The Union of Security Employees, an affiliate of NTUC representing those employed in the security and security related services, was formed in 1978. Union of Security Employees (USE) walk-in customer service centre at Waterloo St

NTUC, with the assistance from the Government, has been able to help low-wage workers benefit from higher wages and help Singaporeans with little educational qualifications to get jobs. But these are low-hanging fruits, which are relatively easy to pluck.

This is because NTUC has some form of monopoly power over some contractors in some sectors to enforce a minimum salary for workers, such as the cleaning industry. It has protected this group of workers against low pay because it is an efficient organisation and a social movement with strong support from both the government and the employers.

This kind of tripartism can easily produce good results as all three parties have non-conflicting goals.


Technological developments in recent years have led to disruptions that cause many PMEs to lose their jobs. These PMEs need assistance – but they are more educated than workers that NTUC already covers, and their high paying jobs are not around anymore.

As per its mission, NTUC will work tirelessly to extend the same assistance to help PMEs to be employable. But there is a big difference compared to the case of the cleaners.

To enhance PMEs’ employability, we need to train and re-train them. But – as detailed in the discussions of job market squeeze these days – it is not easy to figure out what are the skills needed to make PMEs employable. The Government solves this problem by contracting training institutes to reimburse the training fees when their trainees are employed.

In tandem, NTUC works with established industry partners to promote industry acceptance of various training initiatives to increase trainees’ employability.

This task of skills-matching and negotiating with employers, employees and training institutes is made all the more difficult as technology is changing and there is little margin to protect PMEs from foreign competition.

The U PME Centres were set up by NTUC in 2014 to provide PMEs with workplace, career and professional development advisory services.

NTUC also encourages PMEs to find work abroad. Again, the right kind of training is necessary to acquire appropriate new skills in this context. NTUC can add value to this social mission because some PMEs can relate better to the labour movement than to the Government or to employers. 

PMEs who especially need assistance now are those who cannot compete with their peers in more productive, innovative firms or are in industries that have been disrupted significantly. Where average wages rise, these PMEs do not get a share of the gains but fall behind.

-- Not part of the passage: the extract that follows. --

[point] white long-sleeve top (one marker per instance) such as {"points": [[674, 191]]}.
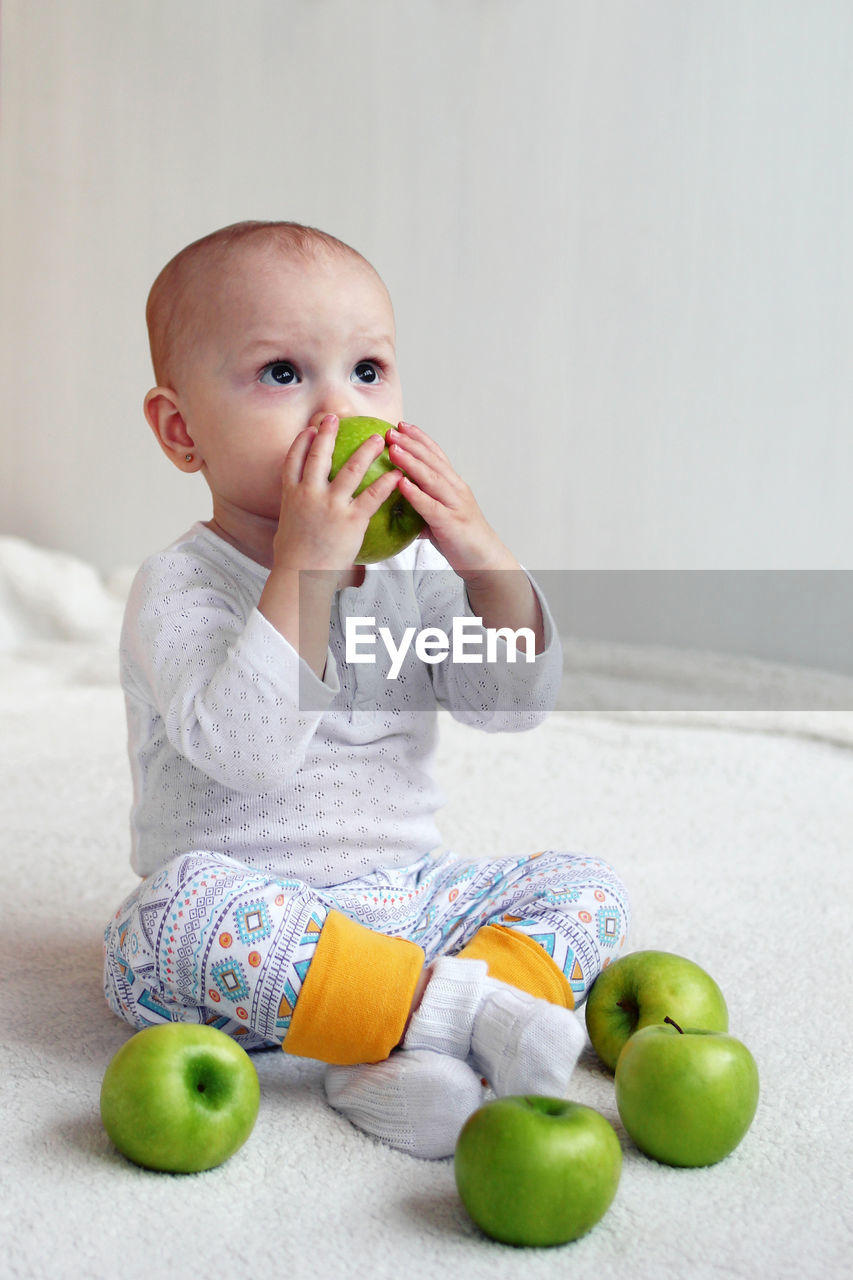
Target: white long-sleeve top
{"points": [[237, 746]]}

NTUC need to help these PMEs find jobs, not because they are union members but because NTUC takes union social responsibility in its stride.

PMEs who find new jobs find that their new pay is lower than their initial salary because they have to “downgrade” in their career moves. Skillsets from one company to another aren’t 100 per cent transferable, especially if one changes sector, with lower wages arising as a consequence.

Worse, downgrading may not be a one-time occurrence but a continuous process given that PMEs change jobs every few years and mid-career switches are commonplace. Preventing this downgrading from becoming a continuous process will be a key challenge for NTUC.

I believe that the labour movement can also strengthen its efforts to protect PMEs from unfair employment practices. Some employers and some top executives may have a preference for foreign executives not because the unit labour cost is lower for these foreigners – and sometimes it is even higher – but because of personal preference.

The policy of looking for local employees first for the first two weeks before they are allowed to employ foreigners should be rigorously enforced.  

So it seems NTUC has its work on PMEs cut out. Whatever the initial reason for NTUC to broaden its coverage, it has a tough road ahead in meeting this new mandate.

Chew Soon Beng is professor of economics and industrial relations at Nanyang Technological University.